Transfer pricing has emerged as a bone of contention between the income-tax department and global automobile majors operating in India.
According to official sources, the I-T department has asked Japanese auto major Toyota to pay around Rs 190 crore (Rs 1.9 billion). Another demand of around Rs 150 crore (Rs 1.5 billion) has been made on Suzuki. These demands were raised in March 2006 for the 2003-04 assessment year, sources said.
The department is of the view that auto components imported by Indian subsidiaries from their parent are not priced according to the arm's length pricing norms, thus violating rules.
Transfer pricing is the method by which the goods imported or loans extended by foreign companies to their Indian subsidiaries or vice versa are priced.

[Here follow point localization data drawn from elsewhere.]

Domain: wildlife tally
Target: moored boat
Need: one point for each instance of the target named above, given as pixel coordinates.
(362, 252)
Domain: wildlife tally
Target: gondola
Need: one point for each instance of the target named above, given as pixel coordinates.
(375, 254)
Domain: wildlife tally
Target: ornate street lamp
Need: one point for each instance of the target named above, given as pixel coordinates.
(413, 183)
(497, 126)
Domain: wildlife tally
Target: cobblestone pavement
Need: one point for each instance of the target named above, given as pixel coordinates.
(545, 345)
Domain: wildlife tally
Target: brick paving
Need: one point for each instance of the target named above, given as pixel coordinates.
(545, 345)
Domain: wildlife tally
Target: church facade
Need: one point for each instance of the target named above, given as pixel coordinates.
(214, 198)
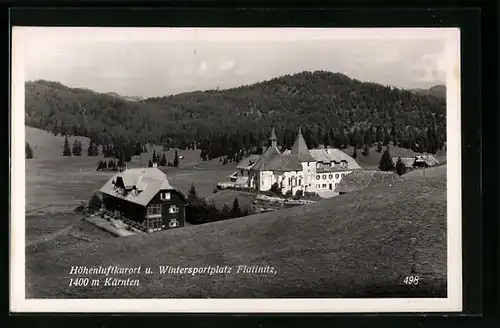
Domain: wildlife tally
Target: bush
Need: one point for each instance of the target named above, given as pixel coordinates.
(95, 203)
(299, 194)
(275, 188)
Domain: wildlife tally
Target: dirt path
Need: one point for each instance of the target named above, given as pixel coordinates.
(50, 236)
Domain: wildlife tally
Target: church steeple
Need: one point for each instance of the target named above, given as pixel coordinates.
(300, 150)
(273, 139)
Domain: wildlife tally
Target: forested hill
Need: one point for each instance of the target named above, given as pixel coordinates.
(437, 90)
(330, 107)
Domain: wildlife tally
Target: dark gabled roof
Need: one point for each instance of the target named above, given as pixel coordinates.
(283, 163)
(265, 158)
(300, 150)
(248, 162)
(147, 181)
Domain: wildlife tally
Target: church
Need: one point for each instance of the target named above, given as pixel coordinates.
(300, 168)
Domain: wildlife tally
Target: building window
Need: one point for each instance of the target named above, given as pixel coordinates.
(165, 196)
(154, 224)
(173, 223)
(154, 209)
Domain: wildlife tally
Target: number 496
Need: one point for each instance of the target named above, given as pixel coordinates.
(411, 280)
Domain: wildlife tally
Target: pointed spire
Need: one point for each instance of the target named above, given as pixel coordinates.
(273, 139)
(301, 150)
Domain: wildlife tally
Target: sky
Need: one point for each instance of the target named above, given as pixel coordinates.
(151, 62)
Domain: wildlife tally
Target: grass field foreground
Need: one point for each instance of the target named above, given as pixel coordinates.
(361, 244)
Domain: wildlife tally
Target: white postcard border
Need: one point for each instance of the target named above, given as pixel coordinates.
(452, 303)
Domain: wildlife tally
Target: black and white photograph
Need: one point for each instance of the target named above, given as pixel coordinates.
(236, 169)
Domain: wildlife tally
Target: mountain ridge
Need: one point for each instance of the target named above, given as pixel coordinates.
(331, 103)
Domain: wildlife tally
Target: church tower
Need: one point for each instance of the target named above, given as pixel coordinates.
(273, 139)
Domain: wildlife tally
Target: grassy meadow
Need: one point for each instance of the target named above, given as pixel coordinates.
(361, 244)
(55, 185)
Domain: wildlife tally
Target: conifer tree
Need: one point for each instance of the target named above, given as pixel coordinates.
(192, 194)
(121, 161)
(66, 149)
(28, 151)
(236, 211)
(379, 146)
(386, 163)
(138, 149)
(153, 157)
(226, 214)
(400, 167)
(176, 159)
(366, 150)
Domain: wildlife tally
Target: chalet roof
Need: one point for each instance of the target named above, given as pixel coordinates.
(148, 181)
(247, 162)
(362, 179)
(407, 161)
(265, 158)
(283, 163)
(329, 155)
(300, 150)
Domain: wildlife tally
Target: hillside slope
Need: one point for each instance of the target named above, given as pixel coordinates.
(361, 244)
(436, 91)
(321, 102)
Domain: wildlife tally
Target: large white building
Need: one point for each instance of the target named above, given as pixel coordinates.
(300, 168)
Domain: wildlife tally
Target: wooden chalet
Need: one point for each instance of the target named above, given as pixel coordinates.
(145, 196)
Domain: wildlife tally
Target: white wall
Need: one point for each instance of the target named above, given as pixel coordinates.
(327, 178)
(266, 180)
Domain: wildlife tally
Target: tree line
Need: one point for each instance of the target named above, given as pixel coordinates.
(331, 108)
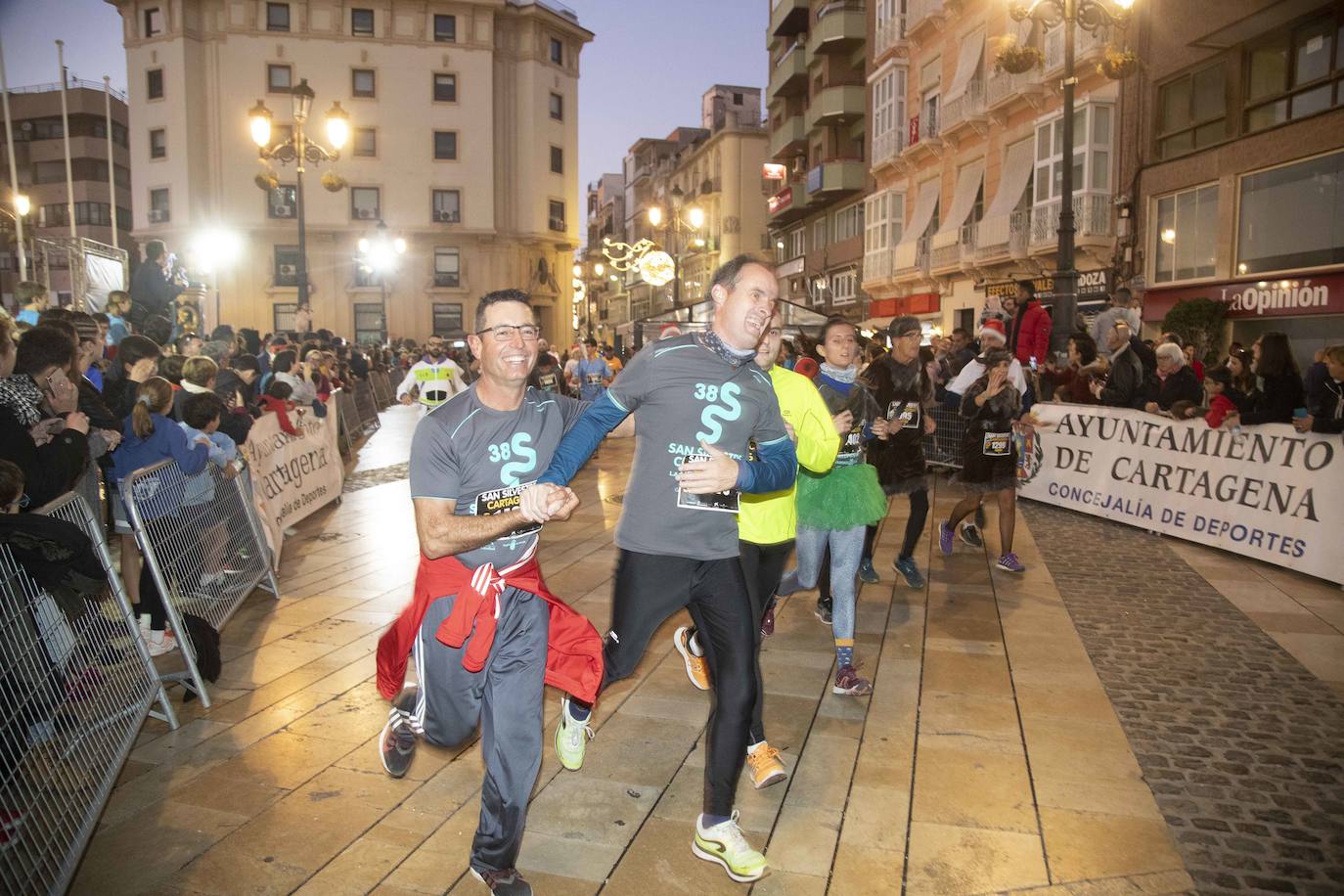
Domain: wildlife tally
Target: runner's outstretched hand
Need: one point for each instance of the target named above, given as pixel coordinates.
(706, 477)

The I-T department is concerned that the margins earned by these companies are not comparable with their peers in the industry.
A faxed query to Toyota Kirloskar Motors, the Indian subsidiary of Toyota, did not elicit any response. Meanwhile, the official spokesperson from Maruti [Get Quote] Suzuki India said Maruti had appealed to the income tax commissioner in this regard. As the matter is subjudice, the company did not comment.
The matter assumes significance as the Central Board of Direct Taxes is considering a proposal to revise the pricing norms.
The proposal says that industries earning a margin of 5 per cent or less than the arm's length price should be linked to the profitability of the industry and not the margin.
This is significant as the transfer pricing norms specify that if the margin varies between 5 per cent of the arm's length price, no adjustments can be made.